Ну и бестия! Столько лет не давать отцу ни единого гроша, а теперь сманивать его деньгами! Впрочем, Бюто тут же отстранил протянувшуюся было руку отца и забрал деньги обратно.
— Постойте! Я только хотел сказать, что деньги приготовлены… Я приберегу их для вас; вы знаете, где они будут вас ждать.
Иисус Христос смекнул, в чем дело, и рассердился.
— Скажи, ты хочешь увести папашу?
Но Бюто обратил дело в шутку:
— Что, ты ревнуешь? А если отец будет жить неделю у меня, неделю у тебя?
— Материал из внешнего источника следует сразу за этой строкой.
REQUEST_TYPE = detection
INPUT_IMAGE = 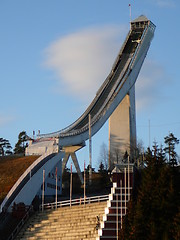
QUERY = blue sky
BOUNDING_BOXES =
[0,0,180,169]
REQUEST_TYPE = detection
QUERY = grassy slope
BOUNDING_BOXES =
[0,156,39,203]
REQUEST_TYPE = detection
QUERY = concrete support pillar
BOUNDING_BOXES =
[62,145,84,184]
[109,86,136,168]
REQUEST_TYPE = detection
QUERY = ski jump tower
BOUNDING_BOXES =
[0,16,155,211]
[26,15,155,182]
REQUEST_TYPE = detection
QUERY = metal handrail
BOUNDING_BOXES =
[39,195,109,210]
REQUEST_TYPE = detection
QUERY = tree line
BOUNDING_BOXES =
[0,131,28,156]
[119,133,180,240]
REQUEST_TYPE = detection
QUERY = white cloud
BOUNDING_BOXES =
[45,25,128,101]
[0,115,14,127]
[45,26,167,110]
[150,0,175,7]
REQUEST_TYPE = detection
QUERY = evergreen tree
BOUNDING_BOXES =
[121,143,180,240]
[0,138,12,156]
[14,131,28,154]
[164,133,179,167]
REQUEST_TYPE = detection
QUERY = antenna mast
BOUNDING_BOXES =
[129,3,131,29]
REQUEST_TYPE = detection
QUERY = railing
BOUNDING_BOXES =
[8,206,32,240]
[40,195,109,210]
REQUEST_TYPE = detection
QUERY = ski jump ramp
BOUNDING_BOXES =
[1,15,155,210]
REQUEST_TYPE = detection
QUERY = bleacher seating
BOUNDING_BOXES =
[16,201,107,240]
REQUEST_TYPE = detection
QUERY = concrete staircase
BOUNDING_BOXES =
[16,201,107,240]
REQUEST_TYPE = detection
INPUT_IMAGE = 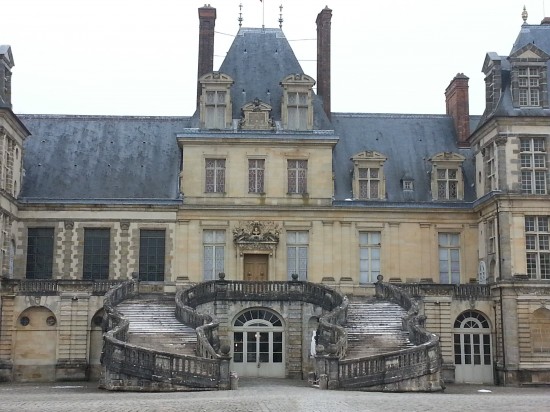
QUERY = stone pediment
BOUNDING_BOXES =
[233,220,281,249]
[509,43,550,61]
[239,98,275,130]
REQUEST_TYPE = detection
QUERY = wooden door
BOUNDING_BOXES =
[243,254,269,281]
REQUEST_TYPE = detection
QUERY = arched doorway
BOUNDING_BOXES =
[13,306,57,382]
[231,308,285,378]
[453,310,493,383]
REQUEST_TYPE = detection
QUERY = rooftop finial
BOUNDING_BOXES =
[237,3,243,28]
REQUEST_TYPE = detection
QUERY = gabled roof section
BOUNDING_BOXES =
[219,28,332,130]
[19,115,189,204]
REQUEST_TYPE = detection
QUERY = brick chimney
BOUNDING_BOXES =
[197,4,216,107]
[315,6,332,119]
[445,73,470,147]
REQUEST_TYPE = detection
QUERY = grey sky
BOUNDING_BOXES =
[0,0,550,116]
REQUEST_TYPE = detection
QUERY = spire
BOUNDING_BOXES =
[237,3,243,28]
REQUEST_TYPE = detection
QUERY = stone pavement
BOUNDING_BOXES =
[0,379,550,412]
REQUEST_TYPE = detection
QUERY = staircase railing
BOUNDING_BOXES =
[327,279,441,390]
[176,278,348,358]
[100,280,229,390]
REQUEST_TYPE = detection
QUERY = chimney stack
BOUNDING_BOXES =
[315,6,332,119]
[197,4,216,107]
[445,73,470,147]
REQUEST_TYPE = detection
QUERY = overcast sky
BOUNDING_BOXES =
[0,0,550,116]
По-моему, это будет справедливо! Да, отец, придется вам пополам разорваться. А пока — за ваше здоровье!
Уходя, он пригласил их к себе на завтра по случаю сбора винограда. Будут лопать его, сколько влезет. Вообще Бюто держался очень мило, так что Фуан и Иисус Христос согласились, что хоть он и продувная бестия, но забавник, — только не следует поддаваться на его удочку. Они его немного проводили ради собственного удовольствия.
Внизу они встретили супругов Шарль, которые после прогулки по берегу Эгры возвращались вместе с Элоди в свою усадьбу «Розбланш». Все трое носили траур по г-же Эстелле, матери девочки. Она умерла в июле, умерла от непосильной работы. Всякий раз, вернувшись из Шартра, г-жа Шарль говорила, что ее бедняжка дочь губит себя, выбиваясь из сил, чтобы поддержать добрую славу заведения на Еврейской улице, которым бездельник-муж занимался все меньше и меньше. А сколько переживаний доставили г-ну Шарлю похороны, на которые он не осмелился взять Элоди! Девочке решились сообщить о несчастье только после того, как мать ее уже трое суток покоилась в земле. Как сжалось у него сердце, когда после многих лет он вновь оказался на углу улицы Живорыбных Садков и увидел дом Э 19, окрашенный в желтую краску, с вечно закрытыми зелеными ставнями, — дело всей его жизни! Теперь дом был затянут черными драпировками, дверь его была открыта, а вход в сени преграждал гроб, поставленный между четырьмя подсвечниками. Особенно г-на Шарля тронуло участие, которое соседи приняли в его горе. Церемония прошла очень хорошо. Когда вынесли гроб на улицу, все соседки перекрестились. В церковь шли в полном молчании. Пять женщин из заведения были тут же, в черных платьях. Как говорили вечером в Шартре, они держались вполне пристойно. Одна из них на кладбище даже плакала. Словом, с этой стороны г-н Шарль мог быть доволен. Но как страдал он на следующее утро, когда поговорил с зятем Гектором Воконь и посетил заведение! Оно уже утратило свой былой блеск, чувствовалось отсутствие твердой мужской руки. Это сказывалось во всякого рода упущениях, которых г-н Шарль в свое время никогда бы не потерпел. Впрочем, он с удовольствием констатировал, что хорошее поведение пяти женщин на похоронах зарекомендовало их в городе с такой выгодной стороны, что заведение в ближайшую неделю не пустовало. Покидая дом Э 19, он был охвачен беспокойством и не скрыл этого от Гектора: теперь, когда бедняжки Эстеллы нет в живых, зять должен исправиться и серьезно взяться за дело, если не хочет спустить состояние своей дочери.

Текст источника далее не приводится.